ギイイイ・・・と重いドアが開く音が聞こえ、固いヒールの足音が近づく。美恵だ。

「美恵さん」

「いやだ・・・由梨、なんてイヤらしいの??」

 下着こそかろうじてつけているものの、身体を紅潮させ、全身を余すところなく晒しているその姿は、美恵ですら驚くほどの淫靡さだった。

 由梨をここに捕らえてから2時間ほど、おそらく由梨はそのほとんどを気絶して過ごしたはずだが、この部屋の温度と湿気は、その間ずっと由梨を責め苛んだに違いない。

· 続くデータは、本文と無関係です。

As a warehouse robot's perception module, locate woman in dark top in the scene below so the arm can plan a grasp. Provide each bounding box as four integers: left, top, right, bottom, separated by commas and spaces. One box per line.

「さっきは苦しかったでしょう?もっとも、今もだろうけど・・・。この部屋で貴方はこれから、気が狂うほどの羞恥を味わうことになるの」

 美恵が現れたことで、由梨に安堵の表情が浮かんだのを美恵は見逃さなかった。

 (安らいではだめ・・・連続的に羞恥心・背徳心を壊すことが今回の目的なんだから・・・)

「女は、いろんな物事に対して恥ずかしいっていう気持ちを持つものなの。心細いような、誰かにすがりたいような、そんな気持を、貴方に心の底から感じてほしい。」

美恵は細い指先を、由梨の首筋に這わせながら続けた。

「全てを引き出してあげるからね。逃げ出したくなると思うけど、私の顔でも思い浮かべて耐えて。今回は、私は、しつこいからね。覚悟は決まってると思うけど・・。」

「わかった?」

最高の笑顔を由梨に見せながら、美恵は尋ねた。由梨は美恵の笑顔に疑いを持つことなどできない。

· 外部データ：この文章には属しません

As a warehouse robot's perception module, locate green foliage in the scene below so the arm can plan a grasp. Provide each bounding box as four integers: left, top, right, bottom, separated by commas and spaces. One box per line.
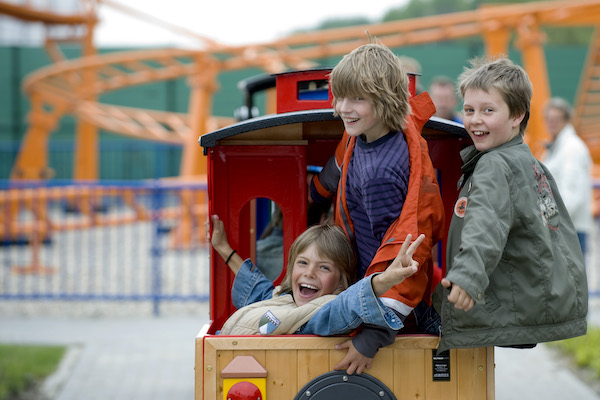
552, 327, 600, 378
0, 345, 65, 400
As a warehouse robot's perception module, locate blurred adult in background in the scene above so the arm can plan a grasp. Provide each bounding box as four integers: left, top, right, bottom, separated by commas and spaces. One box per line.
428, 76, 462, 123
542, 97, 594, 257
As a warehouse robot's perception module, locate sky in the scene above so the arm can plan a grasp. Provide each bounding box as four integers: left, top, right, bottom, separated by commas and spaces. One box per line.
94, 0, 408, 48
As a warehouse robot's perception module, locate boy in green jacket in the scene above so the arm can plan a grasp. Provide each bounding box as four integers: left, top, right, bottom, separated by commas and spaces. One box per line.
435, 59, 588, 351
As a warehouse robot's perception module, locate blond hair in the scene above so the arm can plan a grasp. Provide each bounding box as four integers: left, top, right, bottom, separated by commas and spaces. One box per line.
278, 225, 356, 294
330, 43, 410, 131
458, 58, 533, 135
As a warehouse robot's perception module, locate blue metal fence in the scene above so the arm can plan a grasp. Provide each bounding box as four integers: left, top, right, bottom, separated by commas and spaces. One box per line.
0, 180, 209, 314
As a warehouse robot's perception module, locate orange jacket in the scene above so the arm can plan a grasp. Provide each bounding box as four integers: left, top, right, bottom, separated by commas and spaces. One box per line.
324, 93, 444, 311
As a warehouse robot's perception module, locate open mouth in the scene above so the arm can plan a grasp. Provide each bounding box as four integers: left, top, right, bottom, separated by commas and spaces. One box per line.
298, 283, 319, 297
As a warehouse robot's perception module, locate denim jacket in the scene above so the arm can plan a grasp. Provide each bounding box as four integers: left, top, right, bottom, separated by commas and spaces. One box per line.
231, 259, 403, 336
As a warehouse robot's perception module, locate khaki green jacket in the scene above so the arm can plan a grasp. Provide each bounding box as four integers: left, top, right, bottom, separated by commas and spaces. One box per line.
434, 136, 588, 351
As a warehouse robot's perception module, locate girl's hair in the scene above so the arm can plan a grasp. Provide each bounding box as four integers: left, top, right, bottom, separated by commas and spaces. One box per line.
458, 58, 533, 135
330, 43, 410, 131
278, 225, 356, 294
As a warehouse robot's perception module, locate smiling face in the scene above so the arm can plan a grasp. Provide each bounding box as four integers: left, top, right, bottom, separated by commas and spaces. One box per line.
292, 244, 341, 306
335, 97, 390, 143
463, 88, 524, 151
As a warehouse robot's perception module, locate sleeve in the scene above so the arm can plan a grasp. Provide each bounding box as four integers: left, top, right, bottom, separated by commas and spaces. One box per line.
231, 258, 274, 309
446, 157, 513, 302
298, 274, 404, 336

(美恵さんが喜んでくれる・・・私には美恵さんを求めることしかできないんだから、もっと喜んでほしい、私と出会ったことを幸せに思って欲しい。私・・・、私・・・)

(・・・美恵さんにお仕えしたいんです)

「はい。狂わせて・・・ください。」

 最後の言葉だけを声に出さずに呑み込み、別の言葉で向かい合った。

「そう。じゃぁ、がんばってね。大好きよ。由梨」

そう言い残すと、由梨を置いて美恵は出て行った。